COVID Testing Kit: uFMEA Case Study
Overview
Regulatory submissions for medical devices must demonstrate that use-related risks are identified, analyzed, and mitigated. Failure to sufficiently identify these risks can lead to use errors with real patient safety consequences, as well as gaps in documentation that can delay or jeopardize market authorization. To illustrate how early human factors risk analysis helps teams identify and document these risks, we conducted an independent review using publicly available materials for a COVID-19 antigen test card.
The Challenge
At the time of its Emergency Use Authorization from the U.S. Food and Drug Administration, the COVID-19 antigen kit was intended for use by healthcare professionals. The speed of deployment and the critical role of rapid testing during a global pandemic made intuitive, unambiguous instructions essential for safe use.
Given these stakes, we conducted a use Failure Modes and Effects Analysis (uFMEA) to identify gaps in the packaging and instructional materials where a lack of clarity or explicit guidance could increase the likelihood of use errors and potential harm.
Our Approach
1. Expert review of instructional materials
Our Human Factors experts independently evaluated publicly accessible instructional materials, including the Procedure Card and Product Insert, to assess the step-by-step workflow and identify areas that could be confusing, misleading, or reliant on assumed knowledge. Our evaluation was informed by Nielsen’s 10 Usability Heuristics, with particular attention to error prevention and listing concrete steps with adequate context.
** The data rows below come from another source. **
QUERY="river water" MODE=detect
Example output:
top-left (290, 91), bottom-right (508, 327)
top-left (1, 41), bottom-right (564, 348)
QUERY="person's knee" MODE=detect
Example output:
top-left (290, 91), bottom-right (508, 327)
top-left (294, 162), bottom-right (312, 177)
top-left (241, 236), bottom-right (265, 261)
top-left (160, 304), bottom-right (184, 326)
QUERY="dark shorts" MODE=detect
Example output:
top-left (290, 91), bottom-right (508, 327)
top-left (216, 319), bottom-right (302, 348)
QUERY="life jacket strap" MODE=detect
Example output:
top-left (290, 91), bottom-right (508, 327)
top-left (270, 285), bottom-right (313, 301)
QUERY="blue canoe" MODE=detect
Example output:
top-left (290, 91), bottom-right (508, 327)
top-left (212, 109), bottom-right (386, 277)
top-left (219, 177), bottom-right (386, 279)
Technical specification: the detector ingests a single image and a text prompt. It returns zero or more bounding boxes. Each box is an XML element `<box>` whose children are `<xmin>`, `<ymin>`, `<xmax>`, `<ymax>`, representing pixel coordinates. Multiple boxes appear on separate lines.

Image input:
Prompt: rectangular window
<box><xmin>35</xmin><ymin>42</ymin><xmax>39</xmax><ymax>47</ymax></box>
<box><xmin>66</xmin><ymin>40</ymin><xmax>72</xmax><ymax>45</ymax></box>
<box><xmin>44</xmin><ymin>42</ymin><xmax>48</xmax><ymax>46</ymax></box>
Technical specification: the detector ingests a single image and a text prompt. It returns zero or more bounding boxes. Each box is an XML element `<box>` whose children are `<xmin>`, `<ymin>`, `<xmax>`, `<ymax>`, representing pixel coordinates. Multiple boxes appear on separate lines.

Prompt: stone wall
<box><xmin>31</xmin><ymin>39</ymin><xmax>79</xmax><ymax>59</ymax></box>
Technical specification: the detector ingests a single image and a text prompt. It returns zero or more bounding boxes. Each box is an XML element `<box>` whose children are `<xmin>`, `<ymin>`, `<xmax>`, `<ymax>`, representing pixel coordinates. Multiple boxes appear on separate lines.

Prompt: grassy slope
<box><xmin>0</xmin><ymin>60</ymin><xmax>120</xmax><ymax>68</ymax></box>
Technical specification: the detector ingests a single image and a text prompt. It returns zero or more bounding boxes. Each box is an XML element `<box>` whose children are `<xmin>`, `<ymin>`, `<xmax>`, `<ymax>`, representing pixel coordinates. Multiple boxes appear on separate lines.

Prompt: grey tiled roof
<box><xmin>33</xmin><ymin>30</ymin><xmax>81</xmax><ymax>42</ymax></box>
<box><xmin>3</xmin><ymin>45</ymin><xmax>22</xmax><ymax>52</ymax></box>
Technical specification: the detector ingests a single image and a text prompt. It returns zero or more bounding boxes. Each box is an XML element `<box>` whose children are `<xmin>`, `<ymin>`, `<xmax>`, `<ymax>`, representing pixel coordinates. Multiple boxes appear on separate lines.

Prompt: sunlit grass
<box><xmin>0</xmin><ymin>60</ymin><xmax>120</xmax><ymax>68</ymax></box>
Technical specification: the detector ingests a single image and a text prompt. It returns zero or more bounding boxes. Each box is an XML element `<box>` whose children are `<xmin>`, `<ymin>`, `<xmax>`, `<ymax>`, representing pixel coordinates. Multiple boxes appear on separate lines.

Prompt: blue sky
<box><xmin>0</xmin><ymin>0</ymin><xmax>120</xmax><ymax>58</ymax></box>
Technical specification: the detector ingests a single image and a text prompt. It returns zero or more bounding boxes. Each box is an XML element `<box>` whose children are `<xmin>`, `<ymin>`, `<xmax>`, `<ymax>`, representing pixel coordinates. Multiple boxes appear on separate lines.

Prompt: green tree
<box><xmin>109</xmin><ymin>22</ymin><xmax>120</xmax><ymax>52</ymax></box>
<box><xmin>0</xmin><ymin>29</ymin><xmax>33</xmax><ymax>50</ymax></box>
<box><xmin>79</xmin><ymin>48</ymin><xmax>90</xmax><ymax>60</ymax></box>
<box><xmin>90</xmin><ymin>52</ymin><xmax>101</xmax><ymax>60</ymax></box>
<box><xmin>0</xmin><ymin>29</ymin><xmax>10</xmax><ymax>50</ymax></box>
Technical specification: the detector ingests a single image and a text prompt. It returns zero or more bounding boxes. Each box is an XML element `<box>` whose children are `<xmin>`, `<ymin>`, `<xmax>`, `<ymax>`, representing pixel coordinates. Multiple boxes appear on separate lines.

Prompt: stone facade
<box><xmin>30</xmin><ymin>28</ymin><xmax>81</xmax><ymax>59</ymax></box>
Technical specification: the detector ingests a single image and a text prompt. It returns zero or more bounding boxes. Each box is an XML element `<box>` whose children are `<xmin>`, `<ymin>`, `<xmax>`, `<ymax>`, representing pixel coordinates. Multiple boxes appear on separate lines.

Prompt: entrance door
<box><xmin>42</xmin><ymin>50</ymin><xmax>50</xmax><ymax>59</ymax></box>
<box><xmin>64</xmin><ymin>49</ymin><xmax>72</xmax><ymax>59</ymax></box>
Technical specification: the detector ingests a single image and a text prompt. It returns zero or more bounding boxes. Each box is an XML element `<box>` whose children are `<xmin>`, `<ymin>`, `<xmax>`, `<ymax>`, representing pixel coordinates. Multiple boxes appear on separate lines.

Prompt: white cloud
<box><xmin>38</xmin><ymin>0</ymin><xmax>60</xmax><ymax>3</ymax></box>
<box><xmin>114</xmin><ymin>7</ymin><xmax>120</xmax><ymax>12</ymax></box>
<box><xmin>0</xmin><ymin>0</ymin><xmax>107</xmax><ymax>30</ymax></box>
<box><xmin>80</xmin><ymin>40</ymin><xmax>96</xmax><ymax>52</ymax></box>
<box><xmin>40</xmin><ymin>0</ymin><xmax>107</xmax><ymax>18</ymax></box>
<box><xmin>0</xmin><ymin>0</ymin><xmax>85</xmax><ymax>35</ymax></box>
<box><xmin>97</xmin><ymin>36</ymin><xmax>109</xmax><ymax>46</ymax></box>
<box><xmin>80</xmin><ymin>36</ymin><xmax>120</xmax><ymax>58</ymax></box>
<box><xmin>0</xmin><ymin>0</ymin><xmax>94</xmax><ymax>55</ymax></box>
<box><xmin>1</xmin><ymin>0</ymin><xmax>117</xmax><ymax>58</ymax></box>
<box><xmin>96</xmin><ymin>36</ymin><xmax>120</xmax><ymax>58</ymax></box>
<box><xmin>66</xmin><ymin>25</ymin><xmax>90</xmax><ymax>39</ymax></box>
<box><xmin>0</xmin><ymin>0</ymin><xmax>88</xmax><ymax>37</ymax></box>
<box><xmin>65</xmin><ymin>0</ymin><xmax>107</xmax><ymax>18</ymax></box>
Findings were consolidated to develop a detailed breakdown of the materials’ current state. This approach leveraged diverse expert perspectives, from engineering to UX, to generate insights that informed the identification of potential failure modes resulting from user action or inaction.
2. Task analysis
We identified user goals and broke those down into tasks and steps, mapping the process from preparation through result interpretation. This task analysis provided the foundation for identifying where use errors could realistically occur.
3. uFMEA
Using the task analysis, we developed a uFMEA to:
- Identify potential use errors and failure modes
- Evaluate potential harms and their severity
- Identify existing risk controls
- Assess severity and likelihood of risks using a risk level matrix
Key Insights
Our analysis demonstrated how multi-step workflows can break down, even for trained users.
Information placement can influence safe use
When critical information resides in lengthy reference materials rather than quick-reference guides, steps may be skipped or performed inconsistently.
All critical steps, no matter how simple, should be documented
The quick-reference Procedure Card documented the sample test procedure steps and result interpretation but omitted specimen collection. Gaps like these can become more significant when products are used by lay users.
Instructions should present steps in the order they must be performed
By mapping the workflow from start to finish, task analysis highlighted potential use risks that can occur before the product is even opened. When early preparation steps are separated from the main procedure, users may not recognize them as part of the workflow.
The Impact
For a product like this COVID-19 antigen test that was deployed rapidly and at massive scale, a uFMEA conducted early could have flagged critical instructional gaps before they reached end users. Our team applies this same approach to help clients surface use-related risks before usability testing begins, strengthening risk management documentation and supporting a more efficient path to regulatory submission.